The Kids Who Need The Most Love Ask For It In The Most Unloving Ways.

#toddlerstruggles connection lens shift Jul 29, 2022

I can see how it appears that way to you.

As they say, "The kids who need the most love, ask for it in the hardest ways..."

I invite you to reflect on the following...

Wherever kids go, people judge them based on their behavior in the few minutes they observe them. We hear all kinds of comments.

“Wow he’s quite the angry young man!”

(Uff Kitnay ghussay Wala bacha hai!)

“She’s so ‘fiesty’.”

(“Haye kitni taiz bachi hai!”)

“He’s not a good listener.”

(“Bilkul baat nahi manta badtameez!”)

“She’s very stubborn.”

(“Bohat dheet hai ye!”)

Even babies aren’t spared from this judgement.

“He’s a very cranky baby!”

(“Kitna ziddi bacha hai!”)

"He's not very friendly.. he won't let me hold him."

("Friendly bilkul nahi hai na? Meray paas ata he nahi.")

The purpose here, as always, is not to turn up our nose at people and judge them. Most of us were once those people too probably... the point is to take note of something that's considered "normal" to do and realize that it doesn't make any sense to do it:)

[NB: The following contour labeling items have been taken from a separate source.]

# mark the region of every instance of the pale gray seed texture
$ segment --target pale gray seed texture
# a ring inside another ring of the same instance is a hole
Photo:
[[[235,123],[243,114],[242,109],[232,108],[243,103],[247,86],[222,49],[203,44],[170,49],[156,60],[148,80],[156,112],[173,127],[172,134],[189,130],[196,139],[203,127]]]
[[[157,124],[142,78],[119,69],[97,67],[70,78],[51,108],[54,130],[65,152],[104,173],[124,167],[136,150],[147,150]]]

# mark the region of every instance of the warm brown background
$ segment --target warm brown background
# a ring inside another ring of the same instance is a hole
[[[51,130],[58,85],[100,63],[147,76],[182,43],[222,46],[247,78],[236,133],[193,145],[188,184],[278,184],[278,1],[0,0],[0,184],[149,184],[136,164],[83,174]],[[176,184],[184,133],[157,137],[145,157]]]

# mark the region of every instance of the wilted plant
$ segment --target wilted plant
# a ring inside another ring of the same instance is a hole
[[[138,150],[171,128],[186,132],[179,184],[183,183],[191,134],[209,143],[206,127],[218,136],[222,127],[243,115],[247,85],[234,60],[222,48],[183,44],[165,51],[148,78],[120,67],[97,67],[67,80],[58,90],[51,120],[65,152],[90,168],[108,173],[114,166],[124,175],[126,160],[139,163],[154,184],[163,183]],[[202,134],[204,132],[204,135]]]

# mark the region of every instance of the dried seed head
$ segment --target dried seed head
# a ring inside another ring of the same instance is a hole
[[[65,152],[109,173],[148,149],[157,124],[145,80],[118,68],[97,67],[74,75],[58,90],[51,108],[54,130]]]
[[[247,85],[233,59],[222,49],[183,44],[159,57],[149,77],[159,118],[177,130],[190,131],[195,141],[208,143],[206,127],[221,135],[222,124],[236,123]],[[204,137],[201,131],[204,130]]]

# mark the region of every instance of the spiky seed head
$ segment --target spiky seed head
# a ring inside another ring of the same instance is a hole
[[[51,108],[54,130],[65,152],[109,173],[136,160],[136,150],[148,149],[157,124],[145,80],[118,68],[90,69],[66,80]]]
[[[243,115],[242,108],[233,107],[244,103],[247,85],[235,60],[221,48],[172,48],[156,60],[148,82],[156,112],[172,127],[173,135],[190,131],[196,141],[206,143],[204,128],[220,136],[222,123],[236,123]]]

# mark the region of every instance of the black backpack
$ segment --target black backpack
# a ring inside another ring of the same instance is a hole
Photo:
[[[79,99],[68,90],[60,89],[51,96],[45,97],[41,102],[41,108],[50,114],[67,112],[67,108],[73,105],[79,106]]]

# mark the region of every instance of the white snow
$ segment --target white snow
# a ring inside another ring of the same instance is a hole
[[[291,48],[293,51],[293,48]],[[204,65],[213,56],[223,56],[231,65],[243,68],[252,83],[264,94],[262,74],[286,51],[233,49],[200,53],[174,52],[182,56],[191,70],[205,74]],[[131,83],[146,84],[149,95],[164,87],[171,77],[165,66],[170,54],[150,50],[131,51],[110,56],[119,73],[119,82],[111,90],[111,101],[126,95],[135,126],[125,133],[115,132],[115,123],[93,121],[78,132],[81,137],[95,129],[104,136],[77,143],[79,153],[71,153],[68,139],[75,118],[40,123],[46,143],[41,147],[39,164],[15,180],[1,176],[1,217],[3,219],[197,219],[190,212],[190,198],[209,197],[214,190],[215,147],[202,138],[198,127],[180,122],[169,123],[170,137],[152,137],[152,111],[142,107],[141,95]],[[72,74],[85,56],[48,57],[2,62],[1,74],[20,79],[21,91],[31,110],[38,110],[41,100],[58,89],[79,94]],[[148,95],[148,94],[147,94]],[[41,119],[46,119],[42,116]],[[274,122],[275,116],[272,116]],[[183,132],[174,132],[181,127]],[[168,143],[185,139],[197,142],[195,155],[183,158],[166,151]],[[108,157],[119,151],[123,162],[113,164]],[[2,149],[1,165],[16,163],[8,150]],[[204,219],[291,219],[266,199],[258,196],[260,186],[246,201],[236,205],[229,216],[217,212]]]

And we see these behaviors from children because they’re so real all the time. They have no masks. They are who they are wherever they are. They wear their emotions on their sleeves and haven’t learnt emotional regulation yet.

We, on the other hand, have a 100 different faces, depending on who we’re with. Do you think that there are people you’ve known for years and they wouldn’t recognize you if they saw you in another, more real, moment? Would you be comfortable expressing strong emotions, for example, in front of your boss? Your neighbor? The salesmen at the store?

Well, kids ARE comfortable. They’re so comfortable in their skin. It hasn’t occurred to them yet that they should filter themselves, and their brain is not capable of comprehending this nuance. That’s THEIR normal. Just like it’s OUR normal to regulate ourselves in public.

Why do we make children and their parents feel judged for something that’s normal and developmentally appropriate?

I hope next time we see a child “acting out” in public, we’ll remember to give them grace. And understand that they’re just having a hard time. Just like we do, sometimes. We have the luxury of having our weak moments in the privacy of our safe spaces, they don’t. That’s the only difference. Otherwise, we, fully grown adults, can be JUST as ‘angry’, ‘feisty’, ‘cranky’ and ‘stubborn’! But that doesn’t define us, and it shouldn’t define our children.